Nikkei No Haka, Cumberland’s Japanese cemetery




As a tour guide for the Cumberland Museum, I am drawn to stories of people within our local history—I read family memoirs, listen to interviews stored in the museum archives, and visit local cemeteries. Within a cemetery, the stones tell the story. I can discover events, moments, and the history of an area, and I can learn about individual lives from what is inscribed. The Nikkei No Haka cemetery, located just outside of Cumberland, does not offer the usual clues to lives lived. The stones, on first glance, are a mystery—names in Japanese script starkly carved into them—but the real mystery is that the cemetery here exists at all.

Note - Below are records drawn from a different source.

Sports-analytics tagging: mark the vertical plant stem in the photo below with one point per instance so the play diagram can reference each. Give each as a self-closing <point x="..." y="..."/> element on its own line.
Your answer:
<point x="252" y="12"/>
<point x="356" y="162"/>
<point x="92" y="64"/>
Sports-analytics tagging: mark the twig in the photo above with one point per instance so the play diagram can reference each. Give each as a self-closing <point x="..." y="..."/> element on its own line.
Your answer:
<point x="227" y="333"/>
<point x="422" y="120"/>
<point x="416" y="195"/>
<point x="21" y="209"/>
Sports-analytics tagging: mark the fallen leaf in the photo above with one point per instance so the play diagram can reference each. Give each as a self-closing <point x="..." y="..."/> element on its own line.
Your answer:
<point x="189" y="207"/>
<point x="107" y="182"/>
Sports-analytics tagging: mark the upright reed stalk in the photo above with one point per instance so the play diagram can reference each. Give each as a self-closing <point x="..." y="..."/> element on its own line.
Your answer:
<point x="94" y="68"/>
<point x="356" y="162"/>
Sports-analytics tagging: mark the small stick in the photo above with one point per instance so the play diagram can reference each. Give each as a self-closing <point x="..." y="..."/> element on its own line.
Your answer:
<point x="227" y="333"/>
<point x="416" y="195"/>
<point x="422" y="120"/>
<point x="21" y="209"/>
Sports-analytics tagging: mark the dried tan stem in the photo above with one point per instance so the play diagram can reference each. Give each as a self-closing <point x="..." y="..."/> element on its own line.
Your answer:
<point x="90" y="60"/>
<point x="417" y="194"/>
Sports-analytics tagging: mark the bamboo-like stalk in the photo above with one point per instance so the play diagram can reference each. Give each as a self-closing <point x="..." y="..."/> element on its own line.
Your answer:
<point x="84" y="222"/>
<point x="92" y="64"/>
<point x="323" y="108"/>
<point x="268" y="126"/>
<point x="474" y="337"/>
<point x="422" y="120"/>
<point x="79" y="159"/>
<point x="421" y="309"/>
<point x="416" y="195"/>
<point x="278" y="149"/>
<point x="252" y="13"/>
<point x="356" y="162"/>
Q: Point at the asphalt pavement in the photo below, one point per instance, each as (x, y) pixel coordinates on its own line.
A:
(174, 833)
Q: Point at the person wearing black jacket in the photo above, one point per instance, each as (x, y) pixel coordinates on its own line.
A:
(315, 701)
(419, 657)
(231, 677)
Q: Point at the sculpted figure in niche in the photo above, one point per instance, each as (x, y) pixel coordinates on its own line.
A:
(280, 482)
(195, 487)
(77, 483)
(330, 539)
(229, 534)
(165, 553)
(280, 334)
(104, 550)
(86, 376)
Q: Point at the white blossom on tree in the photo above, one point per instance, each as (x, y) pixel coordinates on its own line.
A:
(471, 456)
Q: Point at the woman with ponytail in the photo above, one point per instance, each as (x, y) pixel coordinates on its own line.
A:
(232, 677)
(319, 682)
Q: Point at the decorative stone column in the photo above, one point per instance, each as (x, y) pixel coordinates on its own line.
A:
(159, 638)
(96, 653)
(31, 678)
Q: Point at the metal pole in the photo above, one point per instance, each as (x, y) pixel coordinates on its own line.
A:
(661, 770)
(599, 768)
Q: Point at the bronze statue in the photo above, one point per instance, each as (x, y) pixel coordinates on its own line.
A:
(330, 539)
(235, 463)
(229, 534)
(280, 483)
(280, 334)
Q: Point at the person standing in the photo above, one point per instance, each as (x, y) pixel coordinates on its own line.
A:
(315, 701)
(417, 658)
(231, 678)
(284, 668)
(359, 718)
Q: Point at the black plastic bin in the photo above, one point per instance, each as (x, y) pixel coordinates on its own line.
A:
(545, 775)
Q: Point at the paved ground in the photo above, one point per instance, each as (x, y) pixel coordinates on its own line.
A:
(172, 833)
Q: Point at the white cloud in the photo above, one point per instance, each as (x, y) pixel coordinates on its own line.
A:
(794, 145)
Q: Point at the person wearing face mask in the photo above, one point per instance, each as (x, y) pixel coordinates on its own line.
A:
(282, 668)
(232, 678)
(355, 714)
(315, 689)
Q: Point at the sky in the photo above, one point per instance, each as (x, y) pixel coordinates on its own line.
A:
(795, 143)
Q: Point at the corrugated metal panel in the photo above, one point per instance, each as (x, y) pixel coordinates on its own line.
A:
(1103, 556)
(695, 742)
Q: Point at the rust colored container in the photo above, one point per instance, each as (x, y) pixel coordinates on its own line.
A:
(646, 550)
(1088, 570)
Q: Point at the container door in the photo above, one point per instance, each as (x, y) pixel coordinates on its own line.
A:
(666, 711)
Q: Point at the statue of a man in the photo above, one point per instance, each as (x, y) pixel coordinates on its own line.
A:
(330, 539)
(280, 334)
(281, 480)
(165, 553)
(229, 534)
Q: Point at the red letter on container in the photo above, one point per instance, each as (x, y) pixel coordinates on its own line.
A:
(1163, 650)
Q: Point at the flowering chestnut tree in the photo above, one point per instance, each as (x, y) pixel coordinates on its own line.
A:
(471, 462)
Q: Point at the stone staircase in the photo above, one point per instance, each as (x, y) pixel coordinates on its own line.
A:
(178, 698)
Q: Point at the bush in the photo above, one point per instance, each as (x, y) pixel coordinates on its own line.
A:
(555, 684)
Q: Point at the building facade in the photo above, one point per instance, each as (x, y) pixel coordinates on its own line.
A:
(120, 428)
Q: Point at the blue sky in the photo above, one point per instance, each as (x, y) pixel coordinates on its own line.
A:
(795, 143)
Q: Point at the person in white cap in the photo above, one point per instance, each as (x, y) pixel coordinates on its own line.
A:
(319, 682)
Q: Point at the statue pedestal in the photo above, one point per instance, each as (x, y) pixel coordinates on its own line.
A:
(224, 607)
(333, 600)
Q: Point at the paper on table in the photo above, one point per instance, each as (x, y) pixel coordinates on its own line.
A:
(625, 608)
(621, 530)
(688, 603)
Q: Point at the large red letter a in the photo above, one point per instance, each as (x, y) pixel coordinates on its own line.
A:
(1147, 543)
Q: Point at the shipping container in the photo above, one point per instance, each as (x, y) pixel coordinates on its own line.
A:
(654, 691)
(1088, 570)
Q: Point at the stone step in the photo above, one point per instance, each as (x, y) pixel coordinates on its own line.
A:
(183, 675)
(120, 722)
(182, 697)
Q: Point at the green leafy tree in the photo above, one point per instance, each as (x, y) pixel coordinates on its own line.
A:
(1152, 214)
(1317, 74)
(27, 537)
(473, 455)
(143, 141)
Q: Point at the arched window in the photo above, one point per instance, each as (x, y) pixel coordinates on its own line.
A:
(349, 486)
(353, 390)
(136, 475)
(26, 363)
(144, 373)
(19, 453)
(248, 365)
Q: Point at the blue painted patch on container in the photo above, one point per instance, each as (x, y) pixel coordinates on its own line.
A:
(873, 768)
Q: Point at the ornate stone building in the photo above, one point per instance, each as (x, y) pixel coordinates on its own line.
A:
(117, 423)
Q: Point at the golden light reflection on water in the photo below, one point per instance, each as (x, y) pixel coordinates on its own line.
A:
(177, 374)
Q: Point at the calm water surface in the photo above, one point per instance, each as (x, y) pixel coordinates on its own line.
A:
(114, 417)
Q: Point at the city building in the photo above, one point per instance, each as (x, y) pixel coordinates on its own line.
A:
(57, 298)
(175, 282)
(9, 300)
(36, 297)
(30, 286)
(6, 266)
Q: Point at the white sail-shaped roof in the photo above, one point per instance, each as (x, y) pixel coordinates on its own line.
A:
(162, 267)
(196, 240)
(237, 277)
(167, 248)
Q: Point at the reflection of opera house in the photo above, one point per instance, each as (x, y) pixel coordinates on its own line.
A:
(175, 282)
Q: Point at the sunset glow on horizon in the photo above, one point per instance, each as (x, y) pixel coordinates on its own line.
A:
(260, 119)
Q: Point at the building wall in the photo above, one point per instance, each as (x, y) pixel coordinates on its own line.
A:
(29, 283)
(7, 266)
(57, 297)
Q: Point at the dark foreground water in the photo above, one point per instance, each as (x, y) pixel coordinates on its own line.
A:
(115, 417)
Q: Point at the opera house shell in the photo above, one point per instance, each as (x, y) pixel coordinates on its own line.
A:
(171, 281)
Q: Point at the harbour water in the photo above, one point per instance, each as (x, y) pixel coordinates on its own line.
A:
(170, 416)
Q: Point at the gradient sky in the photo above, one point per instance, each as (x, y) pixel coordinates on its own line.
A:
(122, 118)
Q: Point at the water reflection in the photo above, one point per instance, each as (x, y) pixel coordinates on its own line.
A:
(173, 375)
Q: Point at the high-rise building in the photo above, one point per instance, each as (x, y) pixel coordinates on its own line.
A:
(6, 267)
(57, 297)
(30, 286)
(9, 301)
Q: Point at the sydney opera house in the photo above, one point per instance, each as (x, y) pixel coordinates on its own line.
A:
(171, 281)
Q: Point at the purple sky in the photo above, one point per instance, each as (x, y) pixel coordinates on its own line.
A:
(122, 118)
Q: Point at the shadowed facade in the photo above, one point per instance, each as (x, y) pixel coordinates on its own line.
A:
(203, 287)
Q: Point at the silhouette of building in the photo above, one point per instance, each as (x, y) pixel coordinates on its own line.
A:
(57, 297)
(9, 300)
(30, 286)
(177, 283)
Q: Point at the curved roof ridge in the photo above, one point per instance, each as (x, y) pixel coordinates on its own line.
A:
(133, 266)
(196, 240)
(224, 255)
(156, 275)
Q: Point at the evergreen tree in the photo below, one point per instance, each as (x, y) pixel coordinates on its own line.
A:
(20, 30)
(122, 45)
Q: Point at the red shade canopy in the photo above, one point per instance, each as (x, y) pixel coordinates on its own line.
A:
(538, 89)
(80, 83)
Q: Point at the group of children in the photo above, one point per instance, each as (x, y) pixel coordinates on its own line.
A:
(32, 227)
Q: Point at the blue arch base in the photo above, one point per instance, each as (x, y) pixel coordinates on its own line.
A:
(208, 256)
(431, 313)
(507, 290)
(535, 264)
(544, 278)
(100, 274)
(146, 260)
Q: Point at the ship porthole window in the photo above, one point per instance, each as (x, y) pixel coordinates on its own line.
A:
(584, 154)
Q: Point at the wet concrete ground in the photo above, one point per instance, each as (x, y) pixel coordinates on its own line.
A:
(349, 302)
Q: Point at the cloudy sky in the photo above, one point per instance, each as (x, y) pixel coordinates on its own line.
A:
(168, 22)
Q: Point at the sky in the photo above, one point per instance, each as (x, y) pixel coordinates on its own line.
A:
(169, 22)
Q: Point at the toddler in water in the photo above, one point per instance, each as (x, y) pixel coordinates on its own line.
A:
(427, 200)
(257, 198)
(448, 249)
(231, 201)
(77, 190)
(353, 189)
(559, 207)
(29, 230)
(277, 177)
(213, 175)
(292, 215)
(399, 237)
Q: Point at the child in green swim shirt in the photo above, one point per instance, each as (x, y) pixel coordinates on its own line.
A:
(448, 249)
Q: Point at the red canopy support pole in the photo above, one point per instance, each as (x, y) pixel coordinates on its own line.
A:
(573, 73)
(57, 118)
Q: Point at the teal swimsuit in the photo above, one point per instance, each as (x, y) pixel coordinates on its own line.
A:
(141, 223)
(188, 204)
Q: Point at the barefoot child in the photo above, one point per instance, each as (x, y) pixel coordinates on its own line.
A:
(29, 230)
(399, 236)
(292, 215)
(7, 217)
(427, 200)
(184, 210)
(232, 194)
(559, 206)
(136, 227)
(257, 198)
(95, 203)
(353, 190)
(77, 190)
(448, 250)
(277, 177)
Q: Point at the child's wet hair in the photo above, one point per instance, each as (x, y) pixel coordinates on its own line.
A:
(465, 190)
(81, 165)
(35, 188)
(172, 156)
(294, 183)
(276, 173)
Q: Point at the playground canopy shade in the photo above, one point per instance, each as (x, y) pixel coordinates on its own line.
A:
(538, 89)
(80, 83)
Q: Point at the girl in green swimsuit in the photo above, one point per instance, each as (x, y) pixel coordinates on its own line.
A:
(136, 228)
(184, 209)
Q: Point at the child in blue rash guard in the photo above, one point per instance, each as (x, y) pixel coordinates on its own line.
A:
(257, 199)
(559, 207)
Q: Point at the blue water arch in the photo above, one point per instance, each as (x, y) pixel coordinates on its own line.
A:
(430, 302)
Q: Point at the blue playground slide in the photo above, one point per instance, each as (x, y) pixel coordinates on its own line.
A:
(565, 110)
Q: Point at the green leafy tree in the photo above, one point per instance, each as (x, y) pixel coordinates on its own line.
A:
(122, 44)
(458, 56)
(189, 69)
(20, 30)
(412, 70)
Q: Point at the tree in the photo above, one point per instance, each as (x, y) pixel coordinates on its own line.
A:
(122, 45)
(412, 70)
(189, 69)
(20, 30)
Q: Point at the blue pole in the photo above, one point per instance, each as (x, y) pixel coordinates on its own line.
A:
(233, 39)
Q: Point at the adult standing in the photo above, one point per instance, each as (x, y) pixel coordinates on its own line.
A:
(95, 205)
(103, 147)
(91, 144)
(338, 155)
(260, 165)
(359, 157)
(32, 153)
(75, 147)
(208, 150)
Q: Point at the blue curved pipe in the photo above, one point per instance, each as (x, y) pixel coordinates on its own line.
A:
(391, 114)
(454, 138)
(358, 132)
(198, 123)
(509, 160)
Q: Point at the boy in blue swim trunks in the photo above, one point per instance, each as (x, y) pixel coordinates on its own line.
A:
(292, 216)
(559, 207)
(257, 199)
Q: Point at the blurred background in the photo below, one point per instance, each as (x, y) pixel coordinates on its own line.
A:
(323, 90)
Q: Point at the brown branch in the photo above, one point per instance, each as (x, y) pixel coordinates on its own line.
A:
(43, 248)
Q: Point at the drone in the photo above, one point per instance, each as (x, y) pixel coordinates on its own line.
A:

Nikkei No Haka provides a glimpse of the history of the Comox Valley from 1895 to 1942. Municipal, Chinese, and Japanese cemeteries were established at the same time. The original group of Japanese immigrants came in 1891, recruited from coal areas in Japan to work in the Dunsmuir mines. The miners brought their families, and, over the years, the Japanese integrated into the community.
Thirty Japanese miners lost their lives in the mines, many more in the forest and fishing industries. Old age, disease, childhood illnesses, and other accidents also took their toll. Making a choice to move thousands of miles, embracing a new land, and burying your dead is commitment. Cemeteries fix you firmly to a place like nothing else. But, WWII removed almost all knowledge of the Japanese from this area. Before 1942 there were approximately six hundred Japanese living in and around Cumberland. After the internment of local Japanese on April 16, 1942, there were none—with the exception of permanent residents: the dead.

CVC Vol8 12 Where Gallery
By the number of grave markers in this cemetery, I would never know that two hundred people are buried here. The markers stand to attention, encircled by a wall and watched over in the dappled shade of old hemlock trees. The stones look as though they have been placed deliberately, but the original graves were vandalized after the war, and many memorial markers were destroyed.
Today, it is quiet. I can hear the hum of the inland highway in the distance; the sounds of birds calling, and tree branches sighing in the breeze. A lot of history has passed through these gates. In the gloaming of the last rays of the autumn afternoon, the shadows murmur. It is not my past and it is not my sadness, but I feel it—to come so far and end up dead in a strange land.

Roughly translated, Nikkei No Haka means grave of the immigrants. Now, with time and sentiments softened, the cairn I see is all of the remaining stones, gathered together. Volunteers paint the fences and maintain the grounds; Buddhist priests come yearly to perform ceremonies over the graves that distant families cannot; former residents occasionally come to visit and reminisce with their old neighbours about the time before. No one speaks of the internment for it remains a painful memory. But the Japanese cemetery has become a place of peace once again.